I've started prepping for some modifications (and hopefully improvements). Part of that has been reading threads here for various mods and builds (there's a LOT of stuff here and some very interesting builds).
The base of my build will be the lift. My head keeps going this way and that but mostly I come back to the OME HD or possibly SL. What I'm looking to do is to use 33x12,5 tires or possibly 35s, and I'm wondering if the OME will be enough for the 33s. The SL, while preferrable, is a bit expensive, more so because my shocks (and possibly springs) are getting worn out and would need to be replaced as well. Shipping these things to Iceland almost doubles the price of everything. However, on 35s I'll have a car to use in the winter if conditions are good.
The only thing that i don't need to ship here are the flares.
So, a few questions. Any comments and advice will be very welcome!

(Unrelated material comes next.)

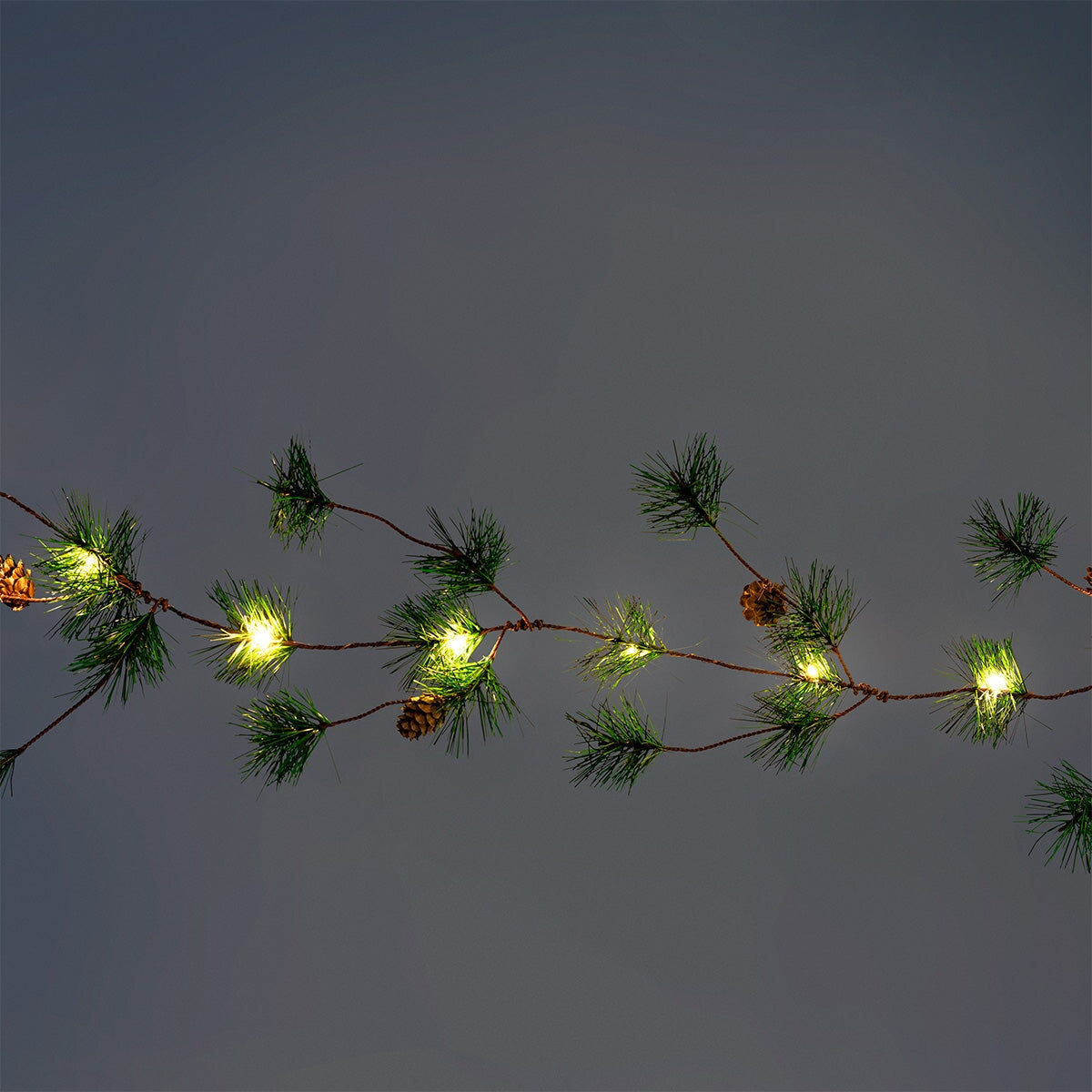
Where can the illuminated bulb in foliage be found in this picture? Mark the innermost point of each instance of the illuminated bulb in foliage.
(261, 638)
(458, 645)
(994, 682)
(88, 563)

Have any of you gone for wider than the 285? Where are they rubbing, inside the fender or fender lip? Since it's a unibody I'd prefer not to cut much and besides, there's very little room for cutting at the rear door.
The OME MD, does that lift less than the HD in the real world? I do not intend to add much weight (some, but not much). Have you known it to sag with time? HD or MD is something i've thougt a lot about, I fear that with HD I'll loose much of what it does on bad roads.
The SL and 35s. Have you seen much increased wear on suspension, steering and drivetrain? Does that bit that's supposed to cure the ESP work?
How much do the kits weigh? The OME and the SL?
While lifting, have you changed more than springs and shocks? UCAs? The insulators on springs and shocks? Something else?
As far as the wider tires check out Omelets thread, he had 285's then moved up to 295's and now has 35's so he would be the perfect guy to ask about that. From what i have seen the OME HD does tend to lift a little bit more due to the higher spring rate. I myself am curious aswell on the SL with 35's wear and tear. I know some people run the 35's but usually only offroad and the ESP issue has been fixed since they started adding an EGR to their kits.
2010 JKU - Stock for now
2005 WK - 6" lift, 35" BFG's, a lot more (SOLD)
I just talked to a guy with a CRD on 35s who says it's not that much (more than stock of course, but reasonably). His car is on 120.000 km and he's changed the front wheel bearings, the UCAs and one stearing end (cant remember the english word) in the last 2 years.
Hmmm.... Had not noticed before, but yeah, their english version is a bit limited.
I can help you with that. "Brettakantar" means fender flares and they make them for various types from fiberglass mostly but some from plastic. This company has been making all kinds of flares, lids, boxes for all kinds of purposes (not just cars) for some years now. They also put them on and do the painting as well. They are owned by a company who has been modifing vehicles for a long time (www.breytir.is but their english version is all in icelandic for some reason ).
You can fit a 33x12.5 on a modified OME lift which is OME with (2) 1/4" strut spacers and a 1.5" rear coil spacer (those you can get from Rustys Offroad). For 35s however you will need a modified superlift which you can do 4" SL, bilstein 5100 adjustable struts, stock front coils, 6" rear coils, and 12" travel rear shocks.
BTW welcome to the forums, and im looking forward to some icelandic action shots!
Am understanding this correctly, I'd need 0.5 inch in addition to the OME in front and 1.5" at the rear? What would I be rubbing without this? I wonder since I think that, to some extent, cutting might be preferrable to overly pushing the lift.
I met the guy with the gray wk in the link above, last night. He originally had just the SL and 35s, but he had some cutting done front (front and rear of fender) but none at the rear. This, he said, worked fine but he doesn't wheel in true off-road like you guys are doing (bad roads and rivers is our wheeling). He later replaced the shock absorbers.
With a 33 you will need to fold the pinch wled over in the rear of the front wheel well and with a 12.5" wide tire, either get wheels spacers, a wider offset wheel, or trim the UCA bolt. Adding the extra lift just gives more clearance. Like mentioned above check out Omelets build thread, hes gone from OME to modifed OME to Superlift to modified Superlift. The 1/2" spacer up front gives you more like 3/4" to 1" of lift and the 1.5" spacer in the rear replaces the bottom coil isolator and gives you 1" to 1.25" of lift.
Ok I see. I'll be doing the pinch weld and probably (at least at some point) replace the UCAs with something like what JBA is selling. I'll be reaching for max lift without dropping the front axle with the spacers? That's what I understood from Omelet's thread and won't have much travel left either.
I'm looking for new wheels (got this thing about wheel spacers). It also looks better with the flares. If you know about anyone selling 17x10 inch wheels with 4-5 inch backspace and fits on Jeeps, I'd appreciate a heads-up.